No entanto, um observador arguto e nem de longe partidário
de Trump como o jornalista e cineasta australiano, John
Pilger, não o considera propriamente como um racista. Para
Pilger, Trump é na verdade um isolacionista e, nesse
sentido, ele se insere numa corrente que é amplamente
disseminada nos Estados Unidos.
Como o magnata William Randolph Hearst, o Cidadão Kane
celebrizado por Orson Welles, Trump representa uma corrente
de pensamento que deita suas origens nos primeiros colonos,
que cruzaram o oceano em busca de um novo continente onde pudessem
exercer amplamente a sua individualidade. Um claro sinal
indicador dessa visão é o fato de que Trump foi
preferencialmente votado nos estados do interior dos Estados
Unidos, onde o espírito que moveu os antigos colonos é ainda
muito forte.
Indiscutivelmente, esse espírito é contra o poder hegemônico
nos Estados Unidos, ou seja, os banqueiros de Wall Street e
os fabricantes da indústria bélica que hoje detêm o controle
absoluto da economia americana. Esse controle levou à
pauperização crescente da enorme classe média nos EUA em
razão da saída das empresas do país, do consequente
desemprego, da crise imobiliária e ao aumento da violência
policial contra os menos favorecidos. Como já antecipava o
filósofo americano Richard Rorty, em 1998, “o eleitorado não
suburbano decidirá que o sistema faliu e buscará um homem
forte em quem votar, alguém disposto a lhes garantir que,
uma vez eleito, os burocratas arrogantes, os advogados
astutos, os vendedores de ações com salários excessivos e os
professores pós-modernos
deixarão de ser aqueles que tomam as decisões".

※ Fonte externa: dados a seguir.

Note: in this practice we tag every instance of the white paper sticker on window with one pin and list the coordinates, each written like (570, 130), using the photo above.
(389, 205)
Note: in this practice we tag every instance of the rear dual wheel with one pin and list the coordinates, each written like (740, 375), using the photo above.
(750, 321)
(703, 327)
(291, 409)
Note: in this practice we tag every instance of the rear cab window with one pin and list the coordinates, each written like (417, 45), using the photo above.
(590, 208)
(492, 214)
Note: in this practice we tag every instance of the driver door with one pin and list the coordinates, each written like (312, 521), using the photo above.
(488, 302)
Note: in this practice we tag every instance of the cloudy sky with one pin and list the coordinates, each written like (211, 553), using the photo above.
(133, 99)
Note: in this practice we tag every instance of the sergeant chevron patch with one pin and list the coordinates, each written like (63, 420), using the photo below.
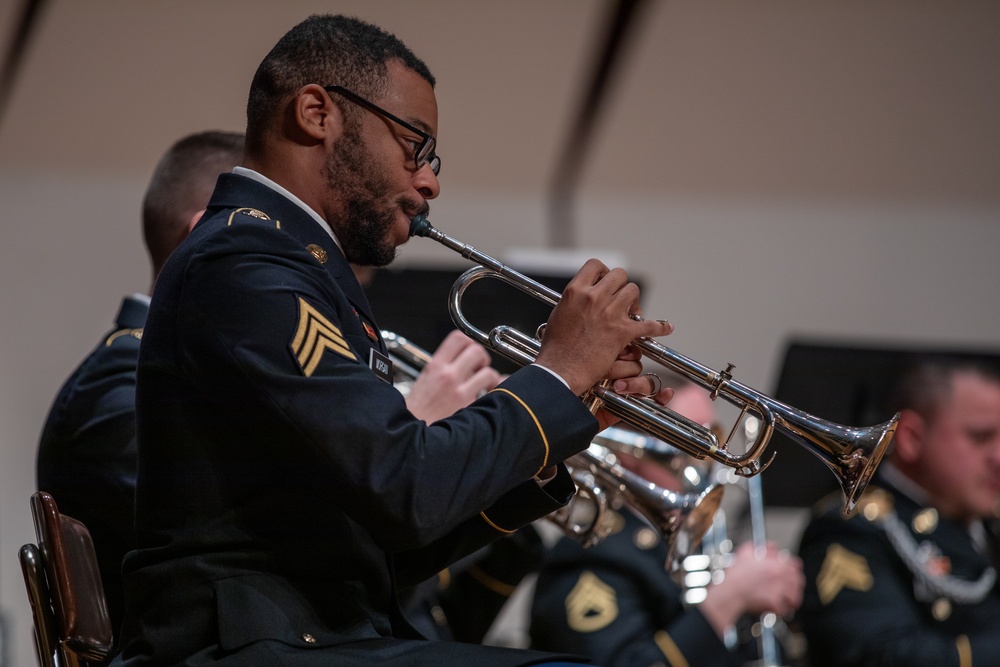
(592, 604)
(315, 335)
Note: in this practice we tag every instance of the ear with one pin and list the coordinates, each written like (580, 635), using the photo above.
(315, 113)
(908, 441)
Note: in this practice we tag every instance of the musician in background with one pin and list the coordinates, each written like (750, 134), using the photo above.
(87, 452)
(910, 578)
(462, 601)
(616, 603)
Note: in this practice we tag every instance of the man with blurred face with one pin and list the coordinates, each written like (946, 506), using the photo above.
(910, 578)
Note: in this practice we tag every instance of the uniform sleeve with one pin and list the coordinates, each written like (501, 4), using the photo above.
(859, 608)
(272, 329)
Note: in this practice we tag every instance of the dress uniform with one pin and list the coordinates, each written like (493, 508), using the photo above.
(86, 455)
(616, 603)
(285, 494)
(897, 584)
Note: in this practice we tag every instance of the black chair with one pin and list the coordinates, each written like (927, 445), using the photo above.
(70, 614)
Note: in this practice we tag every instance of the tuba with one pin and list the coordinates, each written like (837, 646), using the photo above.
(851, 453)
(602, 483)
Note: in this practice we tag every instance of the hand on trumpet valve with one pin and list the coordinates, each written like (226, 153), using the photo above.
(588, 334)
(755, 583)
(457, 374)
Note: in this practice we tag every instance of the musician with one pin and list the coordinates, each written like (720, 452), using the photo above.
(284, 491)
(910, 577)
(87, 451)
(617, 603)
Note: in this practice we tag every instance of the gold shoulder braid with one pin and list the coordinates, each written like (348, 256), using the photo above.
(929, 581)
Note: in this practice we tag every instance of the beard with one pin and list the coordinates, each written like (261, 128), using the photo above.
(369, 212)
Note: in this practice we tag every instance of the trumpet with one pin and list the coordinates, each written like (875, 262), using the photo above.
(602, 484)
(851, 453)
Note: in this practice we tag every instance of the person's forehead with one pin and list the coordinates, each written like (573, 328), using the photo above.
(411, 97)
(974, 393)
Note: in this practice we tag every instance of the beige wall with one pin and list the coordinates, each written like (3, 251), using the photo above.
(770, 169)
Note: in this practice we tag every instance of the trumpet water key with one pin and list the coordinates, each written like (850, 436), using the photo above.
(851, 453)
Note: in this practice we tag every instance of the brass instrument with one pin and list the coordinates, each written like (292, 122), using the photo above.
(602, 484)
(851, 453)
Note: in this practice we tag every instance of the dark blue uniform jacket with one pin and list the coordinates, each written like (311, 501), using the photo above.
(284, 492)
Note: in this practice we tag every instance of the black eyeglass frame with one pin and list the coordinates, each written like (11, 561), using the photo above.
(424, 153)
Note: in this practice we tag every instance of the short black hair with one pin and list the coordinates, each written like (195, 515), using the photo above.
(181, 185)
(927, 383)
(326, 50)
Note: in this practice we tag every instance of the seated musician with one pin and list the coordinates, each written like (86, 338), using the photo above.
(616, 603)
(910, 577)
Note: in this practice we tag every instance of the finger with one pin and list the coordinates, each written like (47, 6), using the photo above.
(630, 353)
(482, 381)
(452, 346)
(652, 329)
(589, 274)
(638, 385)
(471, 359)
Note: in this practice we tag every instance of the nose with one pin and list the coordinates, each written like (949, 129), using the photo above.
(426, 182)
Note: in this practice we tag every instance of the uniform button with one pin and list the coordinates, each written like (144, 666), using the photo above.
(925, 521)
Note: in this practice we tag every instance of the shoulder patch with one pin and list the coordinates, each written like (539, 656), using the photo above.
(253, 213)
(842, 569)
(592, 604)
(314, 335)
(318, 252)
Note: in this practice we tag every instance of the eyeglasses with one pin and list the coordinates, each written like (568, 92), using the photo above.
(422, 154)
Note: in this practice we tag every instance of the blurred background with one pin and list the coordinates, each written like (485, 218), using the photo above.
(772, 172)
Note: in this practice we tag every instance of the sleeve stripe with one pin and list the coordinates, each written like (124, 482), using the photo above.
(670, 650)
(538, 425)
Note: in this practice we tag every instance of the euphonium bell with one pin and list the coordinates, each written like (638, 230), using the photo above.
(851, 453)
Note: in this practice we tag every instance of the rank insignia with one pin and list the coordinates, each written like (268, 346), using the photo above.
(134, 333)
(315, 335)
(253, 213)
(591, 605)
(318, 252)
(842, 569)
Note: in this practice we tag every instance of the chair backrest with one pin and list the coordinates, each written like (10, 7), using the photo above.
(75, 593)
(46, 640)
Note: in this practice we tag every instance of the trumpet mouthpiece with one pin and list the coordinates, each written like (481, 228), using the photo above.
(419, 226)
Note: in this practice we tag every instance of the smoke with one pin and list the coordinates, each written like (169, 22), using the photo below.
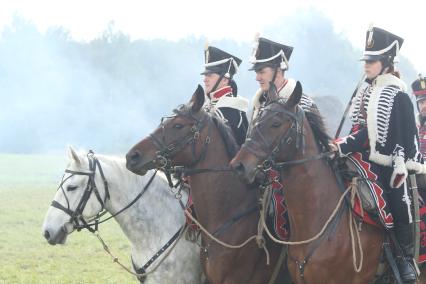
(109, 93)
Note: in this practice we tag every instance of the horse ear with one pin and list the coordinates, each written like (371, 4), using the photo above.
(295, 97)
(72, 155)
(272, 92)
(197, 100)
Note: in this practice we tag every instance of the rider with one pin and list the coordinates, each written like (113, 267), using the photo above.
(270, 61)
(419, 91)
(221, 90)
(384, 132)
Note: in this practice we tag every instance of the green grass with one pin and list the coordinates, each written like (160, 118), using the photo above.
(27, 186)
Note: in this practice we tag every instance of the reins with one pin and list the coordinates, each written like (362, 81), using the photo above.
(76, 215)
(295, 135)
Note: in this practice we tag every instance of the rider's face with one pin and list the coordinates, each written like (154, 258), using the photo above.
(264, 76)
(422, 107)
(372, 68)
(210, 80)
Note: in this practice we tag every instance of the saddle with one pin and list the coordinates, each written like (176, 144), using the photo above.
(373, 202)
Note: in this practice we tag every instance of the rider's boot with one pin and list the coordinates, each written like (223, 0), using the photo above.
(405, 235)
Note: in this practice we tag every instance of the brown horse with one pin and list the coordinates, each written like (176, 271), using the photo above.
(225, 206)
(285, 137)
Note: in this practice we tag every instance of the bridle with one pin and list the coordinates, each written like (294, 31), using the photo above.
(77, 219)
(165, 152)
(293, 139)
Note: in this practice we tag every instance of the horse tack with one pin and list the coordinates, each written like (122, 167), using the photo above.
(76, 215)
(270, 162)
(94, 164)
(194, 170)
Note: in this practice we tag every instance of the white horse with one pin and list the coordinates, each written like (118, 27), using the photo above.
(148, 224)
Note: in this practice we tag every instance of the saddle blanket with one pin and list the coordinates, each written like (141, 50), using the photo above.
(382, 217)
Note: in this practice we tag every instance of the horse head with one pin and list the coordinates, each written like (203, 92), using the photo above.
(174, 142)
(80, 197)
(276, 135)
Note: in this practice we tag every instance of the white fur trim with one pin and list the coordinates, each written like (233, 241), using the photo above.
(388, 80)
(237, 102)
(284, 93)
(415, 166)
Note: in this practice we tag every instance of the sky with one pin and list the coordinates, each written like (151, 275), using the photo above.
(238, 20)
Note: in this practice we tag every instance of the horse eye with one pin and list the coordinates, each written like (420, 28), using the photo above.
(71, 187)
(177, 126)
(276, 124)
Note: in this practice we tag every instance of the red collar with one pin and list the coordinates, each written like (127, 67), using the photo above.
(282, 87)
(220, 93)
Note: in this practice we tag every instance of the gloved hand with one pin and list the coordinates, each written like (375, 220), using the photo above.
(399, 173)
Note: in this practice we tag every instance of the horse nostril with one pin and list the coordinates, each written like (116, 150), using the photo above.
(239, 168)
(134, 157)
(47, 235)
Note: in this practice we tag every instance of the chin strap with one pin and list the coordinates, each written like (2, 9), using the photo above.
(217, 84)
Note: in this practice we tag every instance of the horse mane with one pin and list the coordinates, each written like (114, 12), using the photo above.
(319, 129)
(227, 136)
(225, 130)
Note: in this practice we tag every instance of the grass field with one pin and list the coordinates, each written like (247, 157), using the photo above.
(27, 186)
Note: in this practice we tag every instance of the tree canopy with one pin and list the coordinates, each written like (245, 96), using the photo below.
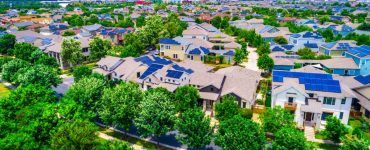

Hillary Clinton esteve presente – tanto na condição de
conselheira do marido quanto como senadora, e mais tarde
secretária de Estado – durante todo esse processo. Donald
Trump, embora tenha se beneficiado dessa política, não pode
ser considerado até agora como representante desse sistema
de poder encarnado pelos banqueiros de Wall Street e pelos
fabricantes de armas. Na verdade, ninguém representou melhor
esses vampiros do que Hillary – que por suas posições ganhou
o apelido de (K)illary e é frequentemente chamada de
A Bruxa Malvada do
Ocidente – ao defender a política genocida americana,
fazer conferências cobrando milhões de dólares para
banqueiros parasitas e sanguessugas e receber apoio
financeiro de ditaduras cruéis como a Arábia Saudita.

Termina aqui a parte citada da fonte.